2008年6月21日土曜日

技術研究本部もシンクライアント導入



 ふと思ったこと。動機、裏付けは特にありませんので話し半分に。


 海上自衛隊が情報流失対策として、保有する3万台のPCを米サン・マイクロシステムズ製のシンクライアントに置き換えるとの報道が2月にありましたが、防衛省技術研究本部でも15台のシンクライアント端末と1台のサーバを導入するそうです。


 シンクライアントについては、供給元のサンのページをご覧いただいた方が確実ですが、ここで簡単に言うと、端末側にストレージ(この場合はハードディスク)を持たず、ネットワークで接続されたサーバ側でデータ・ソフトウェアを一元管理するシステムです。秘密保持の観点からは、盗難・紛失による情報漏洩の心配がなく、データの管理も中央で行いやすいという利点があります。


 技術研究本部で導入されたのもサンの製品(Sun Ray)と思われます。しかしこのシンクライアント、少し前までは全然売れず、タダ同然で販売していたような時期もあったと伝え聞いています。もっとも、サーバの管理費等で長期的に資金を回収できる仕組みにはなっているのですが、それにしても酷かったとか。

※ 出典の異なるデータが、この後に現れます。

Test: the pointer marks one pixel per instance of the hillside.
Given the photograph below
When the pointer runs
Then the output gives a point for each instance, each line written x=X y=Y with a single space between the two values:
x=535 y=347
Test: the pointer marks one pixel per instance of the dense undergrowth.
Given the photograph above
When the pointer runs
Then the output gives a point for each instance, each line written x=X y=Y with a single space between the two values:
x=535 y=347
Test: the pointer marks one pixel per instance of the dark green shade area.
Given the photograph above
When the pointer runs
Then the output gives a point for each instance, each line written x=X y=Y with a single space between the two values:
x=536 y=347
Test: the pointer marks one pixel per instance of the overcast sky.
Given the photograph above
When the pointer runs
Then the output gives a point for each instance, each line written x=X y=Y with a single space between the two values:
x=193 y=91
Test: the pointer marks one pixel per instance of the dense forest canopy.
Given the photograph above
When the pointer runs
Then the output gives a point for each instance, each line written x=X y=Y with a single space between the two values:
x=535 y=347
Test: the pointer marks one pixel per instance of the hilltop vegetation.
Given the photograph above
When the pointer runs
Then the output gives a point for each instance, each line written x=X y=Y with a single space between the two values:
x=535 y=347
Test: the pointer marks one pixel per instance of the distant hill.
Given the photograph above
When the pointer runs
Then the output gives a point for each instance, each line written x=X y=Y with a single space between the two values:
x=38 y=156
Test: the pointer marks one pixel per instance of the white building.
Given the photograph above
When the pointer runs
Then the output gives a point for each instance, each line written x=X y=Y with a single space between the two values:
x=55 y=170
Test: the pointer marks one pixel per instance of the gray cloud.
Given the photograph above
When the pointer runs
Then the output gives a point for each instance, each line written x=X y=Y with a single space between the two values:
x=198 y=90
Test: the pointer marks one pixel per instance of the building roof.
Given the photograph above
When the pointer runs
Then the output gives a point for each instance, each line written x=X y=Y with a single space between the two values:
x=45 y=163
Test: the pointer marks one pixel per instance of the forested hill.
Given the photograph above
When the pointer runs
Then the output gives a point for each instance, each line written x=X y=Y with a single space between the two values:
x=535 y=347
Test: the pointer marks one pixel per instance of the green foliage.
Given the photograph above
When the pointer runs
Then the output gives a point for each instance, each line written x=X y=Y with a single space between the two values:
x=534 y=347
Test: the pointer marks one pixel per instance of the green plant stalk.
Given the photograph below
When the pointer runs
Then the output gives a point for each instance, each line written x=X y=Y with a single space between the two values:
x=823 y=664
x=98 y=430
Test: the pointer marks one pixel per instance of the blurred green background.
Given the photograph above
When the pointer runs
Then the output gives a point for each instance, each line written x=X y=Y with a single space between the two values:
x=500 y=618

 最近になり、PCからの情報流失が問題になると、ようやくシンクライアントにも日の目が当たるようになり、海上自衛隊が3万台導入という最大の実績が生まれようとしています。最近開かれた某展示会でもシンクライアント・疑似シンクライアントは大々的に展示されていましたが、かつては分散が持て囃されていた時期もあったので、この潮流が一時的なものかそうでないかが明らかになるのは今少し時間が必要なようです。


 でも、なんだかんだ言って、情報流出の50%は紙媒体によるもので、そこいらの対策も非常に気になります。民間ではFeliCa等のICカードに対応したドキュメントソリューションが活発に宣伝されていますが、もはや都市伝説と化している「自衛隊コピー代金自腹」(これ、実話ですか?)の息の根を止めることが先決な気もします。もっとも、防諜は最終的には人の問題に行きつきますが。